The relational operations include query, insert, delete, and update operations. The query operation employs relational algebra to perform queries and produce results as a new relation. Some primary operations of relational algebra are selection, projection, cartesian product, union, intersection, and difference (Figure 2). The selection and projection operations are used to select rows and columns respectively in a table. The cartesian product, union, intersection, and difference operations are defined from the set theory to operate on two tables. Additional operations can be derived from these operations. For example, the join operation can be implemented with the cartesian product and selection operations. The inner join results in the intersection of two tables (Figure 3a). The union of two tables is the outer join, which can be classified into the left, right, and full join (Figures 3b-d). In addition, indexing is often employed in databases to improve the performance of operations (see Physical Data Models). For example, in a relational DBMS the B-tree and B+ tree are commonly used as indexing methods on data.


Figure 2. Some operations in relational algebra. Source: authors.


Figure 3. Join operations in relational algebra. Source: authors.


3.3 Normalization

Database normalization is used to guide the design of relational tables to reduce data redundancy and maintain data integrity (Kent, W., 1983). There are various levels of normalization, among which the first normal form (1NF), second normal form (2NF), and third normal form (3NF) are main forms. Take a land parcel database as an example, the following demonstrates how to employ the normal form to optimize relational tables. 1NF states that each column contains atomic values that cannot be divided. In this aspect, a single table Parcel-Well-Owner (Parcel_ID, Shape, Landuse, Well_ID, Depth, Volume, Owner_ID, Name, Address) containing all entities and relationships can be constructed. The attributes (Parcel_ID, Well_ID) can uniquely identify each tuple, and they serve as a composite key in the relation.

There are some issues regarding the Parcel-Well-Owner relation in 1NF.  For example, if there is no well in a specific parcel, the parcel record cannot be inserted into the database because this violates the entity integrity constraint that prime attributes in a relation cannot be empty.  In this case, 2NF can be used to solve this problem caused by composite keys based on the concept of function dependency. In the relational theory, a functional dependency is a relationship between two or two groups of attributes. Specifically, if a non-prime attribute can be uniquely determined by attribute subset of the candidate key, the dependency between the key and the non-prime attribute is called partial functional dependency. Otherwise, it is referred to as full functional dependency. As shown in Figure 4a. Prime attributes are marked in the orange color and functional dependencies are marked with arrows. The key is composed of two attributes (Parcel_ID, Well_ID). The attributes Shape and Landuse are fully dependent on the Parcel_ID. That makes them partially dependent on the composite key (Parcel_ID, Well_ID), and so do the attributes Depth and Length. The 2NF can then be employed to remove the partial functional dependencies in the relation. As shown in Figure 4b, the Parcel-Well-Owner relation is decomposed into two relations: the Parcel-Owner and Well. There is no partial functional dependency in the two relations and the insertion anomaly can be solved.

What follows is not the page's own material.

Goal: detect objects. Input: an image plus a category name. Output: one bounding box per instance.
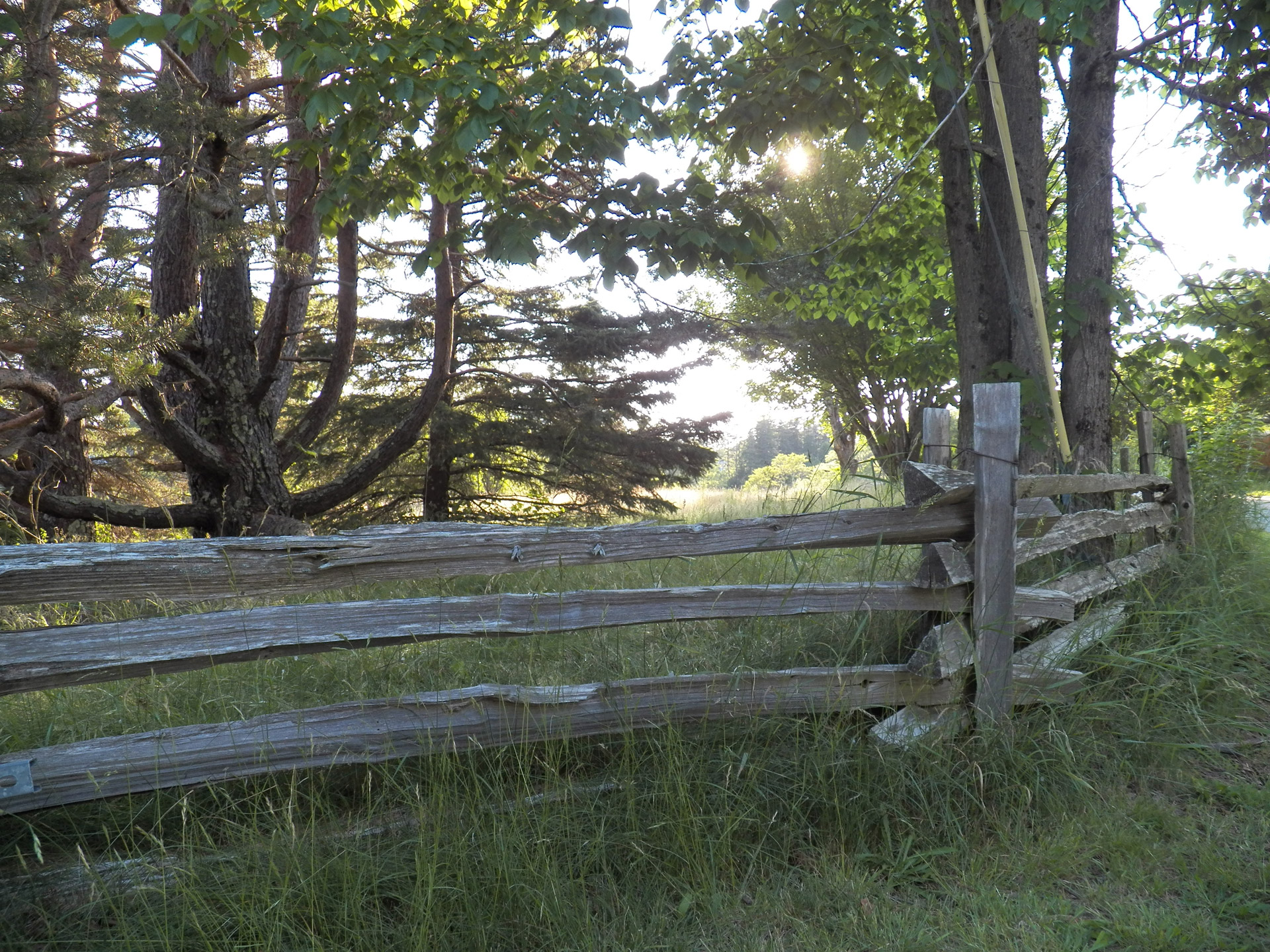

The 3NF is based on the concept of transitive functional dependency. If a non-prime attribute r1 can uniquely determine another non-prime attribute r2  in a relation, the dependency between the prime attribute(s) and non-prime attribute r2  is called transitive functional dependency. For example, the non-prime attribute Name is functionally dependent on the Owner_ID, and the Owner_ID is functional dependent on the prime attribute Parcel_ID, then the Name is transitively dependent on the Parcel_ID. If one person owns five parcels, the owner information needs to be altered in five tuples once the address is updated. The 3NF is used to remove the transitive functional dependency in a relation. As shown in Figure 4b, the attributes Name and Address are transitively dependent on the Parcel_ID in the Parcel-Owner relation. To eliminate this transitive functional dependency, the Parcel-Owner relation is decomposed into another two relations (Figure 4c): the Parcel and Owner.


Figure 4. Normalization of relations.  Source: authors.


4. Spatial Extensions of Relational DBMS

4.1 Spatial Data in Relational DBMS

Spatial data are often represented using vector or raster data structures. To accommodate them in a relational data model, specific strategies are often needed (Yue & Tan, 2018). With regards to vector data, spatial entities such as points, lines, and polygons can be converted into new relational tables. The images as unstructured data are often stored using the BLOB column in a relational table. It is also possible to store spatial entities as a new BLOB column in existing tables, since the geometries are also a kind of unstructured data composed by a list of coordinates. Modern relational DBMS borrow ideas from object-oriented paradigm, and defines spatial data types (e.g. point, lines, and polygons) as objects on top of BLOB, thus making a relation database capable of operating on spatial objects. This is the so-called object-relational database.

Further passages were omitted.